Image: © Petrovich12/Stock.adobe.com

Extreme wildfires in Canada in 2017 were so intense that they could tell us what ramifications the planet would experience as a result of nuclear war.

Geopolitical tensions have once again raised the topic of a potential nuclear war, leading researchers to find ways to better predict what could happen in such a disastrous situation. In a paper published to Science, researchers from Rutgers University used a recent environmental disaster as a way to create a climate model for the impacts of nuclear war.

The extreme wildfires that occurred in British Columbia, Canada, in 2017 pumped so much smoke in the upper atmosphere that the resulting cloud circled most of the planet’s northern hemisphere.

The pyrocumulonimbus (pyroCb) cloud was the largest of its kind ever observed and was quickly dubbed the ‘the mother of all pyroCbs’. When this cloud reached the lower atmosphere the sunlight heated it, rising from 11km in altitude to more than 22km.

The cloud’s key ingredient was soot that absorbed solar radiation, heating the air and fuelling the smoke’s rapid rise.
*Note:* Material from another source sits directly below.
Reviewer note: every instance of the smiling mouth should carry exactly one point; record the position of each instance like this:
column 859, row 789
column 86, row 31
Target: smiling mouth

With no rain to wash it out in the stratosphere, the cloud continued on for another eight months.

Satellite image in orbit of the 2017 mega cloud.

A mosaic composed from several satellite overpasses of the 2017 mega cloud because the affected area was so large. Image: NASA Earth Observatory

‘Climate change unprecedented in recorded human history’

“This process of injecting soot into the stratosphere and seeing it extend its lifetime by self-lofting was previously modelled as a consequence of nuclear winter in the case of an all-out war between the US and Russia, in which smoke from burning cities would change the global climate,” said the paper’s co-author Alan Robock.

“Even a relatively small nuclear war between India and Pakistan could cause climate change unprecedented in recorded human history and global food crises.”

Using a state-of-the art climate model from the National Center for Atmospheric Research, the researchers modelled the lofting and movement of the colossal cloud, including the ratio of soot to other ingredients and the rate at which ozone in the upper atmosphere broke down the smoke.

This showed that the smoke cloud contained about 0.3m tons of soot. By comparison, a nuclear war between India and Pakistan would produce 15m tons, while a war between the US and Russia would be 10 times that again.

The researchers said this study and the observed rapid rise of the smoke plume, its spread and photochemical reactions in the ozone layer provide new insights into the potential global climate impacts from nuclear war.

They now want to use this data to create more accurate, refined nuclear war scenarios to determine the impact on climate and food production on land and the ocean, along with the potential for global famine.